Pinotage: A True South African Original
Love it or hate it, there’s nothing quite like pinotage. The grape and its resulting wine are purely South African, but you’ll also find tiny pockets of it in other regions, including Israel, New Zealand, Canada, and California.
There’s a distinctness about pinotage that makes it instantly recognizable. The aromatics are incredibly spicy, with black fruits, chocolate, and coffee notes. In particularly hot vintages, you might get volatility, which gives rise to acetone or burnt rubber notes. Please note that if you find these aromas in your pinotage, they are not desirable. Because of this, quality-minded producers take vineyard management very seriously, ensuring meticulous canopy management, especially at the end of the growing season.
That being said, there are loads of excellent-quality pinotage wines that can be had on a budget, so it’s worth exploring if you love big reds and if you’re looking to try something that’s a few yards off the beaten path!
The Legacy of Pinotage
Pinotage is a cross between pinot noir and cinsault—two French grapes that on their own have little to no resemblance to their offspring.
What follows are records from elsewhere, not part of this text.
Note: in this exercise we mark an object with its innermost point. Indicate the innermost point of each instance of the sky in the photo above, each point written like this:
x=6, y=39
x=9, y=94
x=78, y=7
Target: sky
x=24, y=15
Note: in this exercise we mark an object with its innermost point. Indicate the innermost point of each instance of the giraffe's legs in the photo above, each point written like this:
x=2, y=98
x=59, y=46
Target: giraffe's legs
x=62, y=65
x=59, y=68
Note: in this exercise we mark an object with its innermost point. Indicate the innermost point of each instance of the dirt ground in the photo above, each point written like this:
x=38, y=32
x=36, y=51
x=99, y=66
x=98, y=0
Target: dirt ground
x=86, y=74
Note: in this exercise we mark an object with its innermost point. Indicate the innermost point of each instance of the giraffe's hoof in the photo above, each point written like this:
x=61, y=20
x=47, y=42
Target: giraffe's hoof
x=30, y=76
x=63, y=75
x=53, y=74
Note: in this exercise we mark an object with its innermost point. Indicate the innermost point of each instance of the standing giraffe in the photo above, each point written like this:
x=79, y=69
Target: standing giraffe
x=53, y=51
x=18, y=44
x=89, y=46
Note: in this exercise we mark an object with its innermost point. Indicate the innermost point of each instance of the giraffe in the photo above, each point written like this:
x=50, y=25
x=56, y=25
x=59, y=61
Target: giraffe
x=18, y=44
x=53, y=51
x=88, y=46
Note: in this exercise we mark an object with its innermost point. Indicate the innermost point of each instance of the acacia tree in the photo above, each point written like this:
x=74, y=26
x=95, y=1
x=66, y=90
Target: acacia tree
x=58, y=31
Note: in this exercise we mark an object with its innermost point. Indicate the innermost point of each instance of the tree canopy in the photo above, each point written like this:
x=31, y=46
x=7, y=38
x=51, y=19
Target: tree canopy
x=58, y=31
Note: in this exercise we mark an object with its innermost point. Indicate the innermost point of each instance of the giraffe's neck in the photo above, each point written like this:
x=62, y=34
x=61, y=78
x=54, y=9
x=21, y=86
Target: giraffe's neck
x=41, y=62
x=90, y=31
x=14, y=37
The name itself is a mashup of parental names, as cinsault was locally known as Hermitage at that time. Its creator, Abraham Perold, was the Professor of Viticulture at Stellenbosch University. He was hoping to create a hardier grape than pinot noir, which can be very challenging to grow. The first seedlings were planted in 1924, but it wasn’t propagated or planted commercially until 1941.
The vines thrived remarkably well in the South African climate. In the late 1950s and early ‘60s, pinotage began to win awards on the global stage, inspiring other winegrowers in the country to plant widely.
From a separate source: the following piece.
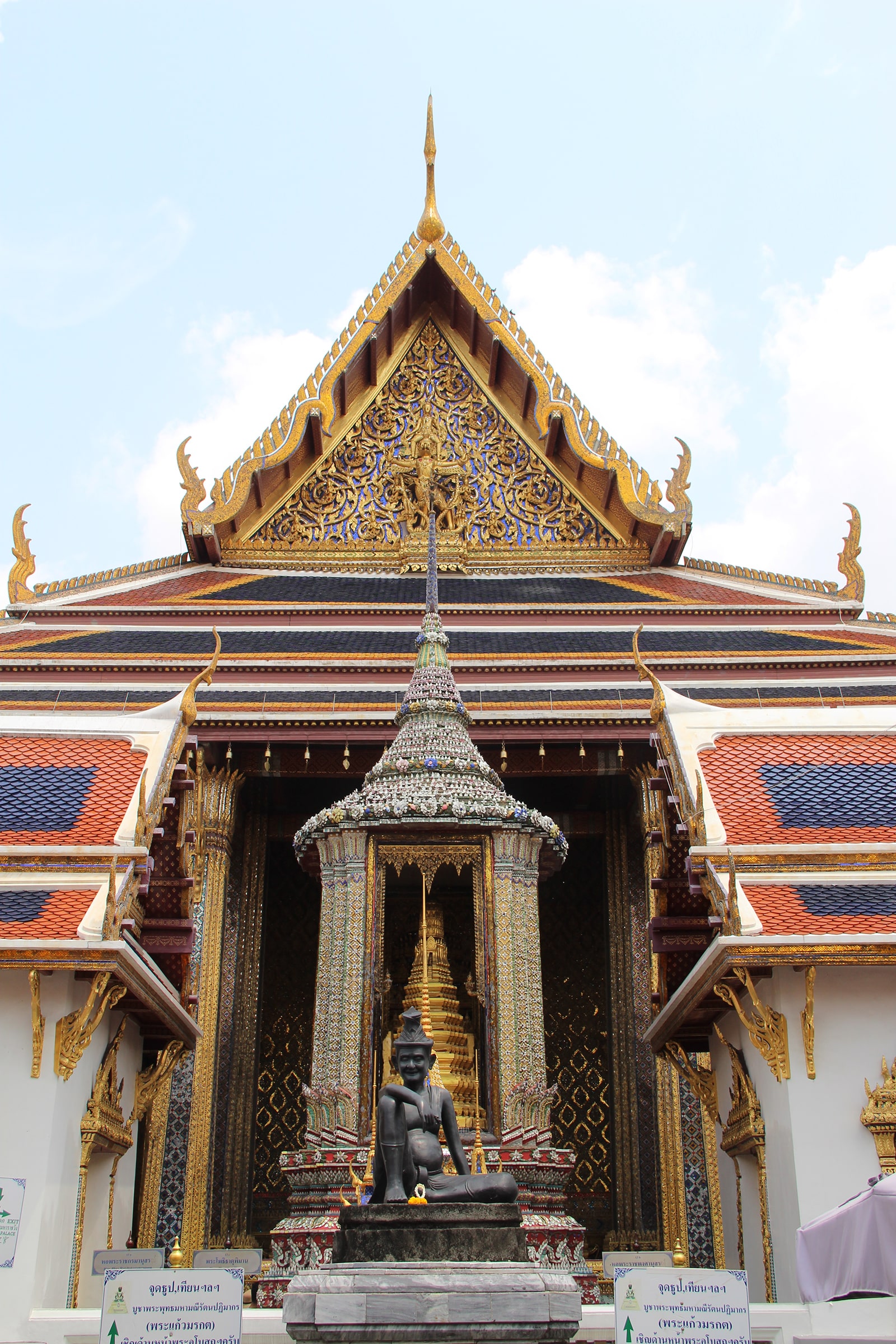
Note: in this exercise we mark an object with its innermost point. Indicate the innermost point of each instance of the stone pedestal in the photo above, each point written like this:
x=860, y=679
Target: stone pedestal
x=403, y=1233
x=437, y=1300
Of course, it wasn’t an easy road. Early efforts were inconsistent, and the British wine masters were not impressed, which killed its prospects for the export market. However, a handful of loyalists persevered, and the quality began to improve until it eventually took its rightful place as the king of South African red wines.
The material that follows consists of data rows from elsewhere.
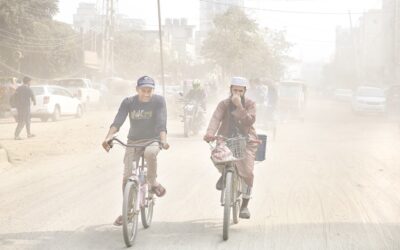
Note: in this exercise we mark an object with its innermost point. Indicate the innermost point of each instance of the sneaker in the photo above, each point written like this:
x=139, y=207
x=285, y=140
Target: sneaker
x=118, y=221
x=220, y=183
x=244, y=213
What Does Pinotage Taste Like?
Pinotage can be medium to full-bodied, depending on where it’s grown. It shows medium tannins and has a distinct black fruit character, with typical aromas and flavors of blackberry, fig, cherry, coffee, earthy chocolate, and spice. In hotter years, it can become jammy with low tannins and very high alcohol content.
Pairing Pinotage with Food
Roasted meats are ideal for pairing with pinotage, as are smoked meats and all kinds of barbeque (known as Braai in South Africa). You’ll find pinotage to be an excellent match for pepperoni pizza or any kind of spicy sausage, charcuterie, or game meats. Try it alongside roast venison with wild blueberry compote—absolute heaven!
Pinotage is uniquely South African, but if you come across an example grown and made elsewhere, just know that it’s a rare find. Unlike merlot or shiraz, pinotage has a rather niche audience, so anyone making it outside SA is doing so purely out of passion.
Bottom line? If you’re the adventurous type, give pinotage a try. It’s an unexpected delight that invites discovery and rewards the curious.